Selain KM 151, Tedy juga meminta pengoperasian akses Tol Padaleunyi KM 149 dioptimalkan. Ia menyoroti jam operasional akses tersebut yang saat ini masih terbatas pada pukul 06.00 hingga 10.00, sementara pertandingan Persib kerap berlangsung pada malam hari.

“Kita ketahui Persib ini sering main malam, jam 07.00 sampai jam 09.00. Mudah-mudahan surat yang disampaikan Pemprov Jabar ini secara khusus bisa menangani kemacetan di GBLA,” katanya.

Menanggapi aspirasi tersebut, Wakil Gubernur Jawa Barat Erwan Setiawan mengatakan Pemprov Jabar akan terlebih dahulu meminta surat dari PT Persib Bandung Bermartabat atau panitia pelaksana pertandingan sebagai dasar pengajuan kepada pemerintah pusat.

Erwan menilai pembukaan akses KM 151 perlu dikaji karena lokasinya yang sangat dekat dengan pintu masuk stadion. Terlebih, saat ini terdapat sejumlah titik pemeriksaan bagi penonton yang hendak memasuki kawasan GBLA.

“Kalau Tol 151 ini kan sudah sangat dekat sekali dengan pintu masuk ke stadion. Ini bisa menyebabkan kemacetan dan juga pemeriksaan yang sulit,” kata Erwan.

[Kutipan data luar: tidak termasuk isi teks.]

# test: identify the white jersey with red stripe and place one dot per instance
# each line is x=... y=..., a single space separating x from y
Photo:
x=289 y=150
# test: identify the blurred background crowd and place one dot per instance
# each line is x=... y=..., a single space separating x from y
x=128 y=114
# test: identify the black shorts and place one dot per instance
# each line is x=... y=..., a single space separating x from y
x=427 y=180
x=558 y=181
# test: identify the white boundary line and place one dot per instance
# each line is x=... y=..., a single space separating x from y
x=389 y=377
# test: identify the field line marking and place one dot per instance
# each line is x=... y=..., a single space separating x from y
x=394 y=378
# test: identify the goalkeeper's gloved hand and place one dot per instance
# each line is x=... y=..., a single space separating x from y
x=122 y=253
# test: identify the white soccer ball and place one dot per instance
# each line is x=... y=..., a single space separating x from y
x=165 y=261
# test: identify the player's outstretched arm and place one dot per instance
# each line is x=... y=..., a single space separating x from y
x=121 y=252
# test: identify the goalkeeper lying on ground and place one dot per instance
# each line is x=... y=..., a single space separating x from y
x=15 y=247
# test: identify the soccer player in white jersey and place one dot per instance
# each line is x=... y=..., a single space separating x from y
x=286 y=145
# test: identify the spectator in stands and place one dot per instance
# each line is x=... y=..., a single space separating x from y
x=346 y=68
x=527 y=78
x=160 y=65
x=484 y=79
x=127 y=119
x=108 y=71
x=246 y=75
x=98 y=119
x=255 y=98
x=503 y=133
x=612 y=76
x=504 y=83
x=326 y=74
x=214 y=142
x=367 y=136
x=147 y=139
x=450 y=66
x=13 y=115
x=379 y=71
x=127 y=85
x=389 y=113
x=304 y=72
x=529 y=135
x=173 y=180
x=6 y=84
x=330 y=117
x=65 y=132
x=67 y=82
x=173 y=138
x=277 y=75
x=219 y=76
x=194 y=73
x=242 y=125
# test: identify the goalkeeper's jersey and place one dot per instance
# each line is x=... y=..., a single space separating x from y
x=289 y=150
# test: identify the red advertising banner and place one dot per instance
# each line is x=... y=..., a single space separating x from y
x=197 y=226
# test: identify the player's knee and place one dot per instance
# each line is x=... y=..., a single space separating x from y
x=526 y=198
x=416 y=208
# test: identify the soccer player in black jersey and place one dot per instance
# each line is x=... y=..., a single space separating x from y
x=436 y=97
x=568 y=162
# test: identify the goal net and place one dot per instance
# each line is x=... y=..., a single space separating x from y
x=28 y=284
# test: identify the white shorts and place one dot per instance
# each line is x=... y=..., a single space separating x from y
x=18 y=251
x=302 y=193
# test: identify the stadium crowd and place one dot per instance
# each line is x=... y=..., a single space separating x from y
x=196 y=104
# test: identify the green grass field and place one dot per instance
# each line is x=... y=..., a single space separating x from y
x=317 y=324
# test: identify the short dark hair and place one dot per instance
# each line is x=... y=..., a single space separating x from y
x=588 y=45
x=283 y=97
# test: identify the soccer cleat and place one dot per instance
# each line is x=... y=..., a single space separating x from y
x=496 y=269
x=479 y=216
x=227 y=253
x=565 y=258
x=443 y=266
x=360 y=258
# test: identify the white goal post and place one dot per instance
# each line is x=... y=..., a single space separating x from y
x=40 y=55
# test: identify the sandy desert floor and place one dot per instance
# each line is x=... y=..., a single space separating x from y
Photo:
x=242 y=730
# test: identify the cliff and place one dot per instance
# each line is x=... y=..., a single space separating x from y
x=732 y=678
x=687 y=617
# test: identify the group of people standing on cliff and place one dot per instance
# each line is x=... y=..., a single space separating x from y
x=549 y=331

Karena itu, Erwan membuka kemungkinan mengoptimalkan akses Tol KM 149 dengan memperpanjang waktu operasionalnya hingga malam hari, terutama saat Persib menggelar pertandingan.

“Kemungkinan kita akan maksimalkan nanti yang 149 ini, tidak sampai jam 22.00, tapi bisa ditambah jamnya,” ujarnya.

Erwan menegaskan, langkah tersebut akan dikoordinasikan lebih lanjut dengan PT Persib atau panpel sebelum Pemprov Jabar menyurati Kementerian PU dan BPJT.